Nonsquamous cell carcinoma of the larynx encompasses multiple pathological subtypes, and the radiosensitivity of these tumors and their response to systemic therapy are unpredictable. However, Andrea Iandelli et al. ¹⁶ demonstrated that the general surgical principles for laryngeal cancer remain applicable to this subtype. Surgical approaches should be tailored to tumor stage and patient conditions. ¹⁷ For patients with early-stage, localized lesions, surgery is the first choice, and minimally invasive methods are recommended to completely resect the tumor. During surgery, oncological principles should be followed to ensure negative margins. ¹⁶ Radiotherapy can be used as a treatment option for advanced tumors or patients ineligible for surgery due to lesion location and age. It can also be used as adjuvant postoperative treatment for patients with high-risk factors for recurrence (e.g. positive margins) and can be combined with platinum-based drugs for concurrent chemoradiation sensitization. ¹¹ The role of chemotherapy alone in the treatment of laryngeal ITAC is currently uncertain. Most immunotherapies for ITAC remain theoretical, with no clinical data available.

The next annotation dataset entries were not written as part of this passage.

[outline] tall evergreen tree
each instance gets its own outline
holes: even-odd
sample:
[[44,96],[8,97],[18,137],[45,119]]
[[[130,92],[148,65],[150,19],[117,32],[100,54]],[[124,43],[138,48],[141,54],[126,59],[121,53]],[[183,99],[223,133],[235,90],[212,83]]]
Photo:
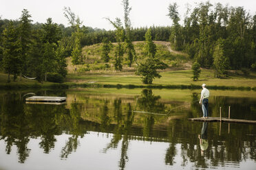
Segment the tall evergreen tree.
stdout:
[[169,4],[168,16],[173,21],[173,33],[171,36],[171,42],[174,44],[175,49],[180,49],[180,25],[179,24],[179,21],[180,20],[179,16],[179,13],[178,12],[178,5],[176,3],[173,4]]
[[147,56],[154,58],[156,53],[156,46],[152,40],[151,29],[147,29],[145,34],[145,45],[144,51]]
[[10,21],[8,27],[3,32],[3,67],[8,74],[8,82],[10,82],[10,75],[13,74],[15,81],[18,74],[21,71],[21,41],[17,29]]
[[224,56],[224,40],[220,38],[213,53],[213,67],[216,77],[225,74],[225,70],[229,68],[229,60]]
[[19,38],[21,40],[21,62],[22,67],[21,71],[21,74],[27,73],[28,68],[28,53],[29,51],[30,44],[31,43],[31,34],[32,34],[32,27],[31,22],[31,15],[29,14],[29,12],[24,9],[22,11],[22,14],[20,19],[20,25],[19,27]]
[[131,8],[129,7],[129,0],[122,0],[125,11],[125,47],[128,56],[129,66],[131,66],[132,62],[136,60],[136,53],[134,49],[134,46],[132,44],[132,38],[131,34],[131,21],[129,18],[130,11]]

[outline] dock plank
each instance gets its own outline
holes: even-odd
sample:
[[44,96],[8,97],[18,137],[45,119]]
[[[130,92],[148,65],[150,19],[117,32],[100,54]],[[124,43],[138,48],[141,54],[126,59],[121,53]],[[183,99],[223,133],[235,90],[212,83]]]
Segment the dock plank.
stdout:
[[32,96],[25,99],[26,101],[43,101],[43,102],[63,102],[65,101],[65,97],[54,97],[54,96]]
[[[204,119],[203,117],[198,118],[191,118],[189,119],[191,121],[220,121],[220,117],[208,117],[208,119]],[[222,117],[222,122],[228,122],[228,123],[253,123],[256,124],[256,121],[253,120],[244,120],[244,119],[228,119]]]

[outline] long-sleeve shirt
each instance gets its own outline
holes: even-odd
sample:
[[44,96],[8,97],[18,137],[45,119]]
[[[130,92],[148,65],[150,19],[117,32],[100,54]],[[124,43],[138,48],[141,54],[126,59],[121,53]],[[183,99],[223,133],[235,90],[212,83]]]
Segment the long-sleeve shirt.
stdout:
[[209,99],[209,96],[210,96],[209,90],[207,88],[204,88],[204,89],[202,89],[201,91],[201,99]]

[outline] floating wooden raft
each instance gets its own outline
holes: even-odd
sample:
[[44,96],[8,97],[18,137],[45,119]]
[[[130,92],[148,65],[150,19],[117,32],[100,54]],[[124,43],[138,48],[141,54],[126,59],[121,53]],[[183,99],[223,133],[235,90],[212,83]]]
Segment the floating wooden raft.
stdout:
[[26,103],[63,103],[66,101],[65,97],[52,97],[52,96],[32,96],[25,99]]
[[243,119],[228,119],[228,118],[222,118],[220,117],[208,117],[208,119],[204,119],[202,117],[199,118],[191,118],[189,119],[189,121],[222,121],[227,123],[254,123],[256,124],[256,121],[250,120],[243,120]]

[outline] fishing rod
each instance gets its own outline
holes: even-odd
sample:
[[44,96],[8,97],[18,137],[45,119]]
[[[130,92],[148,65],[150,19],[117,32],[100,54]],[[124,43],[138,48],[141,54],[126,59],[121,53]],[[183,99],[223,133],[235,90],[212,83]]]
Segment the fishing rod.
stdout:
[[[200,99],[198,99],[198,100],[195,100],[195,101],[193,101],[192,104],[193,104],[193,103],[195,103],[195,101],[200,101]],[[167,115],[168,115],[168,114],[171,112],[171,111],[172,111],[173,110],[176,109],[176,108],[180,108],[180,107],[182,107],[182,106],[185,106],[185,105],[186,105],[186,104],[182,104],[182,105],[180,105],[180,106],[179,106],[175,107],[175,108],[174,108],[170,109],[170,110],[169,110],[167,113],[165,113],[165,114],[160,114],[160,113],[156,113],[156,112],[145,112],[145,111],[138,111],[138,110],[131,110],[131,111],[132,111],[132,112],[138,112],[138,113],[147,113],[147,114],[156,114],[156,115],[160,115],[160,116],[167,116]],[[136,101],[136,106],[137,106],[137,101]]]

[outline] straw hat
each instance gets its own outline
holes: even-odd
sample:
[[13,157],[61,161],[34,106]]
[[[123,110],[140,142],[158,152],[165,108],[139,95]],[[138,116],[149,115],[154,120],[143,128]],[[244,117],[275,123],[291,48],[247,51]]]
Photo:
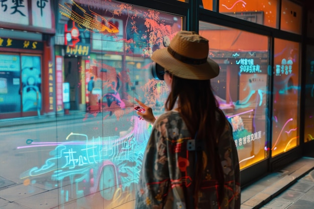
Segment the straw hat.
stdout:
[[169,47],[156,50],[151,60],[177,77],[209,80],[219,74],[219,66],[208,58],[208,40],[193,31],[178,32]]

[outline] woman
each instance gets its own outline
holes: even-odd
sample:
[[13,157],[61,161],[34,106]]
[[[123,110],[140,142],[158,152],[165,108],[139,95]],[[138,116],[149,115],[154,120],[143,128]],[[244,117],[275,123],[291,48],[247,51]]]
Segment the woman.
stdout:
[[136,208],[239,208],[238,155],[231,125],[211,90],[218,65],[208,41],[178,32],[151,59],[165,69],[166,112],[137,112],[153,123],[136,192]]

Due to the rarity of nonsquamous cell carcinomas of the larynx, their prognosis has not been fully elucidated. ¹⁸ According to literature reports, laryngeal adenocarcinomas (e.g. laryngeal adenocarcinoma not otherwise specified, adenoid cystic carcinoma, and mucinous adenocarcinoma) have a poorer prognosis compared with laryngeal squamous cell carcinoma at the same stage.^19,20 The patient in this case has only been followed up for 12 months, and additional long-term follow-up data are still needed to clarify the prognosis.

Conclusion

In conclusion, primary laryngeal ITAC is extremely rare. When postoperative pathology suggests ITAC, clinical differentiation from metastatic gastrointestinal adenocarcinoma is required using modalities such as gastrointestinal endoscopy and PET/CT. Individualized treatment should be emphasized, with surgical treatment as the primary modality for early-stage, localized lesions. The insufficient follow-up duration is a limitation of this prognostic analysis; therefore, additional long-term follow-up data are still required to elucidate the prognosis.